Bonds Rally as India’s Monetary Policy Panel Cuts Rate at Debut

Updated on
  • Yield on notes due 2026 plunges five basis points to 6.72%
  • Scope for another rate cut to help ease yields: Edelweiss

India Lowers Rates in Patel's First Policy Decision

India’s 10-year bonds rallied after a monetary policy panel cut the benchmark interest rate to its lowest level in more than five years.

A six-member committee comprising Reserve Bank of India officials including Governor Urjit Patel and three academics unanimously decided to cut the repurchase rate to 6.25 percent from 6.50 percent in the nation’s first-ever collective rate decision on Tuesday. Policy makers said risks to inflation were “tilted to the upside.”

“It is a pro-growth dovish policy,” said Bhupesh Bameta, head of research for currencies and rates at Edelweiss Financial Services Ltd. in Mumbai. “The RBI’s faith in government has increased and it has led them to cut interest rates despite flagging risks to inflation.”

The yield on notes due September 2026 plunged five basis points to 6.72 percent in Mumbai, prices from the central bank’s trading system show. That’s the lowest close for a benchmark 10-year security since June 2009. Edelweiss expects the yield to fall further, with room for another 25-basis point rate cut by March 31.

The monetary policy committee envisages inflation on a path to meet the RBI’s target of 5 percent by March 2017, and while risks are to the upside, they are not as high as flagged in June and August, according to a statement. Consumer-price gains slowed to a five-month low of 5.05 percent in August as good monsoon rains pushed down food costs.

Rupee Gains

Tuesday’s easing was predicted by 16 of 39 economists surveyed by Bloomberg. Twenty-two saw no change, while one expected a cut to 6 percent.
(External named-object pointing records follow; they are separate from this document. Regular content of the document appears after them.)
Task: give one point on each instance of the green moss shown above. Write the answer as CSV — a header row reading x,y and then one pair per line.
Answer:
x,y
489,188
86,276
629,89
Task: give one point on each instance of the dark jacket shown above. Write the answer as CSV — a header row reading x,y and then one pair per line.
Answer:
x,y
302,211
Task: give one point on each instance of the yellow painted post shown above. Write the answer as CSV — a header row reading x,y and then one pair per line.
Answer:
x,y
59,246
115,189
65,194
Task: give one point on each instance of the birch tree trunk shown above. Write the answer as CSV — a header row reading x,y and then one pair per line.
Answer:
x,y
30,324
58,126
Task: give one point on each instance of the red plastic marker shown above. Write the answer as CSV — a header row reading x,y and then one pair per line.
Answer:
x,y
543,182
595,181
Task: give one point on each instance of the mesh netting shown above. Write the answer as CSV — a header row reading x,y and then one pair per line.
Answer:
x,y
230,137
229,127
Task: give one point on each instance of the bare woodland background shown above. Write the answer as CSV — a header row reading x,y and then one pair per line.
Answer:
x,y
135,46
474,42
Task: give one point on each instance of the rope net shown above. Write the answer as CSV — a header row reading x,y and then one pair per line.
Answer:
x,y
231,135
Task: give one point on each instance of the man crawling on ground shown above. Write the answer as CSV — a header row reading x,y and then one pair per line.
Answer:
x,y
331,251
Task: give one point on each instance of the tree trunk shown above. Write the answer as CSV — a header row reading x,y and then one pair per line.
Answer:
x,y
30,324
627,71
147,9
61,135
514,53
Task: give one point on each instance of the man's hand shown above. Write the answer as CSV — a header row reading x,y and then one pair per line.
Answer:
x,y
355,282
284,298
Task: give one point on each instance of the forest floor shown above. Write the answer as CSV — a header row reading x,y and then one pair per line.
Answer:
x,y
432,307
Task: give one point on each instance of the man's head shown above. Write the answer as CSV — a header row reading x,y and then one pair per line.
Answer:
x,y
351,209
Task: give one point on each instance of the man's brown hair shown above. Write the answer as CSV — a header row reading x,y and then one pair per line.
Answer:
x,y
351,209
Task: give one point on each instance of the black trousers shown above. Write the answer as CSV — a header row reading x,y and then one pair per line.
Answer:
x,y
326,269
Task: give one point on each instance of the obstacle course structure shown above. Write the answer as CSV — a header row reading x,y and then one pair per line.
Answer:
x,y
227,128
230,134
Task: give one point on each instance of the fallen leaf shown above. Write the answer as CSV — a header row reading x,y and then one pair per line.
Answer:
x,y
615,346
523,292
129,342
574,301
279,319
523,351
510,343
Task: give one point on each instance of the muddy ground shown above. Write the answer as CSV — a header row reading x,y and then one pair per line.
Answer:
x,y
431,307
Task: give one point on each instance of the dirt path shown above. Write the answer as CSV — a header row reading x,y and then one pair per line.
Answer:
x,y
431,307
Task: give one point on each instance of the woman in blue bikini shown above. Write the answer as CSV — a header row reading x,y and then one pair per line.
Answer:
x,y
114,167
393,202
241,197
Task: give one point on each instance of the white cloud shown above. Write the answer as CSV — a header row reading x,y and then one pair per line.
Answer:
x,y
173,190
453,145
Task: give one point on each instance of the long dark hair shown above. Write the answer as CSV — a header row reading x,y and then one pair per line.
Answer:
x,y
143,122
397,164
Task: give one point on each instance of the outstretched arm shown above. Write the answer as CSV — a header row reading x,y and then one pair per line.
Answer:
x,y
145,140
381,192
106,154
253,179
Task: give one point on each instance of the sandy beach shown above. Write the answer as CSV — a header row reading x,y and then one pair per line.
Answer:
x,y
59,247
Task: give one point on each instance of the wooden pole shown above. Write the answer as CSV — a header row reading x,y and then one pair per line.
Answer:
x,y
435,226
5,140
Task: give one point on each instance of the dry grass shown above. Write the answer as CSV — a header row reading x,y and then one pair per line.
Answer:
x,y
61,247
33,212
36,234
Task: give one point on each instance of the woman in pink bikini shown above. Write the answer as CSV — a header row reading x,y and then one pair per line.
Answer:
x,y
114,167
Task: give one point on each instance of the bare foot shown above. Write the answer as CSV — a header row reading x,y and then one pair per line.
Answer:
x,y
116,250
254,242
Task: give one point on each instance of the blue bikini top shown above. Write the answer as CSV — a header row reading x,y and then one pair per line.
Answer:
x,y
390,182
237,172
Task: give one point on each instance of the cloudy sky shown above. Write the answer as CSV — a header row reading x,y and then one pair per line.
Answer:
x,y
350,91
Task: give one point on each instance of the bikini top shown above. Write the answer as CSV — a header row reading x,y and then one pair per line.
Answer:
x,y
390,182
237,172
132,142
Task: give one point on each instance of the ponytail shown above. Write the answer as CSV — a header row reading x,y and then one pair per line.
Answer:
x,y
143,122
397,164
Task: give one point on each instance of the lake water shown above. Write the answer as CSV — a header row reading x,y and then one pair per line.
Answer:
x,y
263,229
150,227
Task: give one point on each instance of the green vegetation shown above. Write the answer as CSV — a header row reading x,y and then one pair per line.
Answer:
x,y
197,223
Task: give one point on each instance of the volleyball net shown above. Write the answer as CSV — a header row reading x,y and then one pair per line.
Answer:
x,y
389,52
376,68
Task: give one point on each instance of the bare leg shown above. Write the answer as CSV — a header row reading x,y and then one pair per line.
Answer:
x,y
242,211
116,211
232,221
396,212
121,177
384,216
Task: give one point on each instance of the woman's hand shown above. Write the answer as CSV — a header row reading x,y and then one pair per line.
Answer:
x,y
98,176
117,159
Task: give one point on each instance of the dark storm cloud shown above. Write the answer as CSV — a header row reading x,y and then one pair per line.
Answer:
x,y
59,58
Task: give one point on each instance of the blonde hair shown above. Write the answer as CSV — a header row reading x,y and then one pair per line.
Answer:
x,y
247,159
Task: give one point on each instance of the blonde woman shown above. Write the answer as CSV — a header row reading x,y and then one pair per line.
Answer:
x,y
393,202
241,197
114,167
The rupee advanced 0.2 percent at 66.46 a dollar, according to prices from local banks compiled by Bloomberg. It rose as high as 66.3950, the strongest in almost a month, immediately after the decision.

“The policy sets rates in line with emerging low-inflation realities,” said Sandeep Bagla, Mumbai-based associate director at Trust Capital Services India Pvt. “It provides an impetus to growth, which is much needed for the Indian economy. RBI now has to ensure more liquidity in the system to ensure smooth and proper transmission.”